Regional and international efforts to reduce both air pollution and CO2 emissions are increasing. For instance, China has implemented strict emission standards since 201545 and plans to increase the share of non-fossil power to 31% by 202046 to tackle the severe air pollution problem, and the Clean Power Plan in the US aims to reduce CO2 emissions by 32% in 2030 compared with 2005. Such efforts can contribute to international agreements on climate change. Our results can be applied not only to prioritize retrofits but to prioritize retirement and replacement of super-polluting power-generating units with non-emitting energy sources. In developing countries such as China, excess emissions were always a problem due to a lack of effective regulation enforcement23,47. Strengthened supervision systems should be developed and operated to avoid such undesirable emissions. In addition, there are still substantial disparities between the mean emission intensities in developed and developing countries (Supplementary Table 2), underscoring the potential of efforts to strengthen international collaboration and technology transfer to decrease the global impacts of air pollution48,49 and accelerate the transition to ‘clean’ and/or non-fossil sources of power in developing countries. In turn, such progress could avoid further ‘lock-in’ of fossil energy technologies in both developing and developed economies50,51.

The GPED is subject to uncertainties and limitations. A detailed description of uncertainties is presented in the Supplementary Information. In summary, the average uncertainties of global emissions are estimated to be −14% to 15% for CO2, −20% to 21% for SO2, −26% to 27% for NO x , and −21% to 32% for PM2.5. Uncertainties of unit-level emissions vary among units and regions, with larger uncertainties for smaller units and developing regions due to incomplete information. GPED might be still incomplete because the World Electric Power Plant (WEPP) database may have omitted some small units6. More regional databases should be collected and incorporated in the future. The accuracy of GPED may vary regionally due to integration of regional datasets of differing data quality. Inter-comparison initiatives among different regions could help to narrow the gap. At present, GPED is only available for 2010 given that collecting underlying data is a challenging task. Building transparent data reporting systems in developing countries and continuous efforts under international collaboration frameworks could help to deliver more complete and reliable data.
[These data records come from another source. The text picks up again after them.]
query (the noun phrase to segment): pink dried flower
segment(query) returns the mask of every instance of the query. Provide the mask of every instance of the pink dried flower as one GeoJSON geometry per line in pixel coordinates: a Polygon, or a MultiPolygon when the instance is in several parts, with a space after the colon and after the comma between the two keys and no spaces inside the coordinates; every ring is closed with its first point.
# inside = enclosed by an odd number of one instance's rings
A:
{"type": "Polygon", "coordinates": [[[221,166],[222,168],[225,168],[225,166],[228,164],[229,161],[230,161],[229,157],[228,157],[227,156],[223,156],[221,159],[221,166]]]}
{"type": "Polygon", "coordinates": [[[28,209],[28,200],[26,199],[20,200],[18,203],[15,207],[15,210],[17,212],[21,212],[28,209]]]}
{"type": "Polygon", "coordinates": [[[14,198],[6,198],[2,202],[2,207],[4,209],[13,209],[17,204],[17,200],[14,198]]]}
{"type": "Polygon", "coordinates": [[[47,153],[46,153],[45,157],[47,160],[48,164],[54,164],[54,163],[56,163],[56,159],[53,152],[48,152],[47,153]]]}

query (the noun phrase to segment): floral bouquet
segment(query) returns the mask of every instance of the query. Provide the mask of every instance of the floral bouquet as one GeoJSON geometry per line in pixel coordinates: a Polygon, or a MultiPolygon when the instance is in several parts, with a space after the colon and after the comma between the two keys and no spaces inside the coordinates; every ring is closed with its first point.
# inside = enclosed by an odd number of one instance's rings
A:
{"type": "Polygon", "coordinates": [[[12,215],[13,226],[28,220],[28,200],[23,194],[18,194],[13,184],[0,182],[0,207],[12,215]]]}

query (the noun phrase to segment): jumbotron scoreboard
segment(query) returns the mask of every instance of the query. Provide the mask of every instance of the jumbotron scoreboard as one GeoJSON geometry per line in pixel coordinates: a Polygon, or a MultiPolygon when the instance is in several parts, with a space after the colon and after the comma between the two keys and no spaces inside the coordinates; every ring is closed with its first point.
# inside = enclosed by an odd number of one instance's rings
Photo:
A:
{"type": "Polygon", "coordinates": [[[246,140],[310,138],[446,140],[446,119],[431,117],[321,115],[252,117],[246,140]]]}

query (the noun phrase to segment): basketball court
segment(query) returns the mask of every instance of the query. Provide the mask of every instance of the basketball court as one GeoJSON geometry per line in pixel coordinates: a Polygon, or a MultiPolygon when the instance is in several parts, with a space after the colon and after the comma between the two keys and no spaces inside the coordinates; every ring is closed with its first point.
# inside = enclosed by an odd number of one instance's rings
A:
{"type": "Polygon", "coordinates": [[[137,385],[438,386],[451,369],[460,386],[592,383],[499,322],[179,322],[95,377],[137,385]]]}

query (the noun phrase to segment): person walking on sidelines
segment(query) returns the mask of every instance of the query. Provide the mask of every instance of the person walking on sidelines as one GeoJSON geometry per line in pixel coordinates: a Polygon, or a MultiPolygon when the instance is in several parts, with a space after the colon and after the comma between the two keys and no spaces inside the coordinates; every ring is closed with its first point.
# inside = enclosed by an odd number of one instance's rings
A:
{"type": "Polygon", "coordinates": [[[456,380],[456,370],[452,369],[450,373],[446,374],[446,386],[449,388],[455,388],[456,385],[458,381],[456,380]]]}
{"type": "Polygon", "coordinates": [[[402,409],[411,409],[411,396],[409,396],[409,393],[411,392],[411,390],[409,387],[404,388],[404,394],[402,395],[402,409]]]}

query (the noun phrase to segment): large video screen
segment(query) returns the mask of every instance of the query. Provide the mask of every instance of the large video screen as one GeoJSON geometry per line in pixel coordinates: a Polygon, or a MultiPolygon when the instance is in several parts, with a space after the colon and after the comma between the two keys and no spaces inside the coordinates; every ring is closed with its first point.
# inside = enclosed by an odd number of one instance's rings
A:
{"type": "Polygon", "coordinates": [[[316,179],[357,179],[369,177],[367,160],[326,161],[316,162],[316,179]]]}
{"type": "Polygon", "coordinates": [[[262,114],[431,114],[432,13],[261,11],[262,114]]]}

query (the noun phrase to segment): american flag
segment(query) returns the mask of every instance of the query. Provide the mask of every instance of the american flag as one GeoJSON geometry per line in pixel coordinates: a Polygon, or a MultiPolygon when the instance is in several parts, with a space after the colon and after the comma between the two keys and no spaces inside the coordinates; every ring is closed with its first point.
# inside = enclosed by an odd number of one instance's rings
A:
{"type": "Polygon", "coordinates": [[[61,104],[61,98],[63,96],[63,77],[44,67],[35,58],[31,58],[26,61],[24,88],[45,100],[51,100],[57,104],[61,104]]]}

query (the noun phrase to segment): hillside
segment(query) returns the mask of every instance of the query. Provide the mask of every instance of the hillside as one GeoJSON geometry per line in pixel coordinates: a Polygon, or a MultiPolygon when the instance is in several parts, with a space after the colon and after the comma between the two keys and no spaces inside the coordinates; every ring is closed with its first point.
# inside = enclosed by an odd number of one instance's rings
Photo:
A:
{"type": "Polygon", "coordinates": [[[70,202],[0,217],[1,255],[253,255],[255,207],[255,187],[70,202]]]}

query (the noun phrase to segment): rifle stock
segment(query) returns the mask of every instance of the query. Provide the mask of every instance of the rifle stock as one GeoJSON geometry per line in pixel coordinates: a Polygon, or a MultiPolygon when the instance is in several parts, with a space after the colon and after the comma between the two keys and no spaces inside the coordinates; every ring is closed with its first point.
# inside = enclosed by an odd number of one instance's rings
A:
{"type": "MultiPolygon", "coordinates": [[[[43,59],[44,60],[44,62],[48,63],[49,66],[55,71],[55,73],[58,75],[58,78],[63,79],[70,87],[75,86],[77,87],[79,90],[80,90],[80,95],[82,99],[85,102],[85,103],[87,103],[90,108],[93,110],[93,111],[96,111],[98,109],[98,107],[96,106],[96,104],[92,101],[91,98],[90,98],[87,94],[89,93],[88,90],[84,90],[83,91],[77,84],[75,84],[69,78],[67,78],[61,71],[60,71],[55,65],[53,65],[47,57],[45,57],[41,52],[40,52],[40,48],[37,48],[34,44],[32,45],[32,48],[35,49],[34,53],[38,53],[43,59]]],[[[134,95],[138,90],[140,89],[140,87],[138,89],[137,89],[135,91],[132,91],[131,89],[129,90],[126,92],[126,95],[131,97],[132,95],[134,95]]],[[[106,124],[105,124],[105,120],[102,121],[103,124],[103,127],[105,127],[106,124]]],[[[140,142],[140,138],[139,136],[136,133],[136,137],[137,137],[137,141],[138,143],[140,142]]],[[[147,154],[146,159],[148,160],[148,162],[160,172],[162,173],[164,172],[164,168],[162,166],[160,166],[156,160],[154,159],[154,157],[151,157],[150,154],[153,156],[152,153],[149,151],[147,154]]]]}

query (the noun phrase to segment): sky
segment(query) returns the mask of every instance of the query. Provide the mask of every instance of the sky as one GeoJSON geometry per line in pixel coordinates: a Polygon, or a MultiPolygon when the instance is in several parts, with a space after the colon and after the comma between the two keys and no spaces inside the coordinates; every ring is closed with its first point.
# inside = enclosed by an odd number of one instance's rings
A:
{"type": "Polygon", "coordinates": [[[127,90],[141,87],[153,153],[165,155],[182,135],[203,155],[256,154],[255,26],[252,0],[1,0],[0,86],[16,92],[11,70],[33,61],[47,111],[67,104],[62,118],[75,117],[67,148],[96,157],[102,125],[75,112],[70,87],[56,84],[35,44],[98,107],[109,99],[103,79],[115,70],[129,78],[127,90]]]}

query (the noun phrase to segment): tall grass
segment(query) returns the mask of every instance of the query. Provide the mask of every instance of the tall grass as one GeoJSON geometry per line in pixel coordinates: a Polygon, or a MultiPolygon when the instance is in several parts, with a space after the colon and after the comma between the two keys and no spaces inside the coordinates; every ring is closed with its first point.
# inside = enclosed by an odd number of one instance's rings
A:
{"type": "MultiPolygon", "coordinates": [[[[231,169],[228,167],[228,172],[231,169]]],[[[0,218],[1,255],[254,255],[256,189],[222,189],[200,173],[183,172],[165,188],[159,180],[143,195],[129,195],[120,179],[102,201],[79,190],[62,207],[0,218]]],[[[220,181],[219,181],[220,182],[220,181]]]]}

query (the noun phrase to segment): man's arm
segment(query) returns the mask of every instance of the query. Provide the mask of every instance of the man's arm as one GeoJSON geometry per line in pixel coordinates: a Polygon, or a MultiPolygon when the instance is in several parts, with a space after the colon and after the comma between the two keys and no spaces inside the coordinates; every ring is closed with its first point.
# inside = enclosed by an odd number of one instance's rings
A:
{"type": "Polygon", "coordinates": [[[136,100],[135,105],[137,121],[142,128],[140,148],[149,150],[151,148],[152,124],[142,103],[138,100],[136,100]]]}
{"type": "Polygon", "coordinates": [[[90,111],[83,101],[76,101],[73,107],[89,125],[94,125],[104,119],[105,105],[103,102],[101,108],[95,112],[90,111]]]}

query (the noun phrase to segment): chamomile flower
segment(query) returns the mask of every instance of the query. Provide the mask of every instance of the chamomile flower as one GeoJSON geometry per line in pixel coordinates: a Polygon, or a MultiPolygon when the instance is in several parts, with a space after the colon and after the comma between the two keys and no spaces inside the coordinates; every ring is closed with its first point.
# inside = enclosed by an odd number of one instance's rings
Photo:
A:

Our database will be updated and improved in the future as more and better data become available.


Global Power Emissions Database

GPED encompasses 231 countries or regions (aggregated into nine world regions for this study; Supplementary Fig. 1) and all generating units that burn coal, oil, natural gas, biomass or other fuels (65 specific fuel types; further details about fuels included in these five categories are shown in Supplementary Table 3).

There are a few databases of global power plants available for CO2 emissions, for example, the Carbon Monitoring for Action (CARMA) database8 and an improved version of the Fossil Fuel Data Assimilation System (FFDAS) database31. CARMA has been widely used in bottom-up emission inventories to allocate power plant emissions6, which estimated plant-level CO2 emissions for 2004, 2009 and the ‘future’ by using the commercially available Platt’s WEPP database36. A regression model was used in CARMA for predicting the capacity factor, heat rate, and CO2 emission factor of each power plant, and then calculating CO2 emissions based on these inputs8. An update of FFDAS utilizes an updated and improved global power plant emission data product that includes improved location information and individual power plant uncertainties31, which uses data from both public disclosure data and the WEPP database.
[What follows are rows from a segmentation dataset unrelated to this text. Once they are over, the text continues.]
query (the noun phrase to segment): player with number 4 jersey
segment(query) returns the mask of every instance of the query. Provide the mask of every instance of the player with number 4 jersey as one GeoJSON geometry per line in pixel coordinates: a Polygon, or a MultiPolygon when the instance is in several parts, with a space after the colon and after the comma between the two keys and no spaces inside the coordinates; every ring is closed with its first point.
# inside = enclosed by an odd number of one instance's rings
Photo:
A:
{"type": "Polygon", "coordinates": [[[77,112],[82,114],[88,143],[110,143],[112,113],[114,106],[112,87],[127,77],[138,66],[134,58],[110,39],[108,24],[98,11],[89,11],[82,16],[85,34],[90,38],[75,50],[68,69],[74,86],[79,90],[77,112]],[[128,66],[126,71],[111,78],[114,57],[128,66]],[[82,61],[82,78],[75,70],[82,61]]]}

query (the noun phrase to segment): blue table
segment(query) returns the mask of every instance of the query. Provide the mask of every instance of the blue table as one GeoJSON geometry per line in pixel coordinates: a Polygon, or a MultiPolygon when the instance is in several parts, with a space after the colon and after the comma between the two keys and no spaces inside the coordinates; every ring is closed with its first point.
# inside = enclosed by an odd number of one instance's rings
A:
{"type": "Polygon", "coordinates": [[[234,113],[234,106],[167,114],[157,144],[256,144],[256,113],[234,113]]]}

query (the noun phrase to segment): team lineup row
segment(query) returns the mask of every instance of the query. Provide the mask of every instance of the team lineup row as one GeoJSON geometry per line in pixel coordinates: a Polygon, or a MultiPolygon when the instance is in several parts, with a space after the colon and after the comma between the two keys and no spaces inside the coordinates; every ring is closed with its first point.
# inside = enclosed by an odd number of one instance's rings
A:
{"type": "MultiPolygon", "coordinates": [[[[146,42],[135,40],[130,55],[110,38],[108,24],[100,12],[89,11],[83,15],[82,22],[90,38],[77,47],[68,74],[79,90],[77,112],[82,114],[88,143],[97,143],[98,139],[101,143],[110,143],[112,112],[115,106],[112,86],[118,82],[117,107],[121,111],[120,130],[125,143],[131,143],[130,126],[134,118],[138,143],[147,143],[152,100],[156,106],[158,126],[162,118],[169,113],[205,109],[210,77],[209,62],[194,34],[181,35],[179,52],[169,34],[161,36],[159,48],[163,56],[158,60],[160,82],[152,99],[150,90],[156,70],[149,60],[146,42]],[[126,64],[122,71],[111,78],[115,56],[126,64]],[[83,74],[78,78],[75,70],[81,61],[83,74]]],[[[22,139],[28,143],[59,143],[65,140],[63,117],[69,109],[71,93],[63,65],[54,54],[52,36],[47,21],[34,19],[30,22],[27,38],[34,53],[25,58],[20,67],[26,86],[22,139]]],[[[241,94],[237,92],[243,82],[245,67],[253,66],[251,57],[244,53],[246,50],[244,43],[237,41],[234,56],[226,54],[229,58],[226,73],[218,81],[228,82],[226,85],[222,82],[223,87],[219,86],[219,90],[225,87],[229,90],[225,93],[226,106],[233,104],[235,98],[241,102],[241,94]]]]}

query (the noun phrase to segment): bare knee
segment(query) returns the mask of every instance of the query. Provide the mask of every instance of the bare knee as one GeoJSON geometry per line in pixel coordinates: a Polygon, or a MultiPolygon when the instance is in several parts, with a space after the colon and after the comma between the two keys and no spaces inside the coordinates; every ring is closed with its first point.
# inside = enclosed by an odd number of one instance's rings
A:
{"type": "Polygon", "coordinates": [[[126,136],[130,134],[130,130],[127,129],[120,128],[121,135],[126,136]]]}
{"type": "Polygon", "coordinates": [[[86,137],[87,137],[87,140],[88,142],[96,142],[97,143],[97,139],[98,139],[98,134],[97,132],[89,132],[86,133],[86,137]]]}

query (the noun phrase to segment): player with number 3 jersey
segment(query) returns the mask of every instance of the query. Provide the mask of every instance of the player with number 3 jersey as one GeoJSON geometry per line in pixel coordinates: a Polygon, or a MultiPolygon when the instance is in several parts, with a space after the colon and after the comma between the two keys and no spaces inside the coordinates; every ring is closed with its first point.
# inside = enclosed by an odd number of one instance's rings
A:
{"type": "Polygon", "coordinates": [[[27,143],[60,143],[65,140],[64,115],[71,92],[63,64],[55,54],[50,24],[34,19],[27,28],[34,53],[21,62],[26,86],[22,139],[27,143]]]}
Here, we developed a new global power plant emission database including both CO2 and air pollutant emissions (SO2, NO x and primary PM2.5). When constructing GPED, we chose 2010 as the base year for the database, because it was the latest year for which detailed data were publicly available in the national databases we used. We began by using the WEPP database to compile unit-based information of generators in service as of 2010 (for example, unit capacity, start year of operation, physical address, fuel type) as well as technologies in place for desulfurization, denitration and dust removal. Next, we cross-checked and where necessary overwrote unit-based information and emissions for units operating in the US, China and India using what we think are the more comprehensive and reliable data contained in the national databases: the Emissions and Generation Resource Integrated Database (eGRID)35, the China Coal-Fired Power Plant Emissions Database (CPED)6 and the India Coal-Fired Power Plant Database (ICPD)9,10. CPED considers the unit-level fuel qualities (for example sulfur and ash content) and removal efficiency of control measures, which significantly improve the accuracy of emission data6. ICPD also applies unit- or plant-level information (for example, specific coal consumption and boiler type)9,10. eGRID is based on available plant-specific data for all US power plants that provide power to the electric grid and report data to the US government35. The eGRID data include both unit- and plant-level emission data (CO2, SO2 and NO x ) for 2010. CPED includes unit-specific activity data and net emission factors for CO2, SO2, NO x and PM2.5 for the period 1990–2010 for Chinese coal-fired generators. ICPD includes generator-level SO2 emissions during 2005–2012 and NO x emissions from 1996–2010. Note that the CPED includes only coal-fired units and that the ICPD excludes both privately owned generators and smaller (<20 MW) publicly owned coal-fired units. Thus, where WEPP includes data not in the above regional databases, we retain that information such that our GPED represents an integration of the best available data.

Because geographical locations (exact latitudes and longitudes) are not included in the WEPP database, we obtained the locations of 19,105 generating units (25.4% of the total 75,223 units) from the eGRID, CPED and ICPD. We then geolocated one-by-one all remaining units at plants with a total capacity ≥ 10 MW using either data from the Global Energy Observatory ( or Google Earth, which represent locations for an additional 19,001 units (25.3%). For the remaining, smaller units, we obtain locations by using Google Maps to map the physical address provided in the WEPP database. Further details of this analysis and a summary of units and their total installed capacities are shown in Supplementary Table 1.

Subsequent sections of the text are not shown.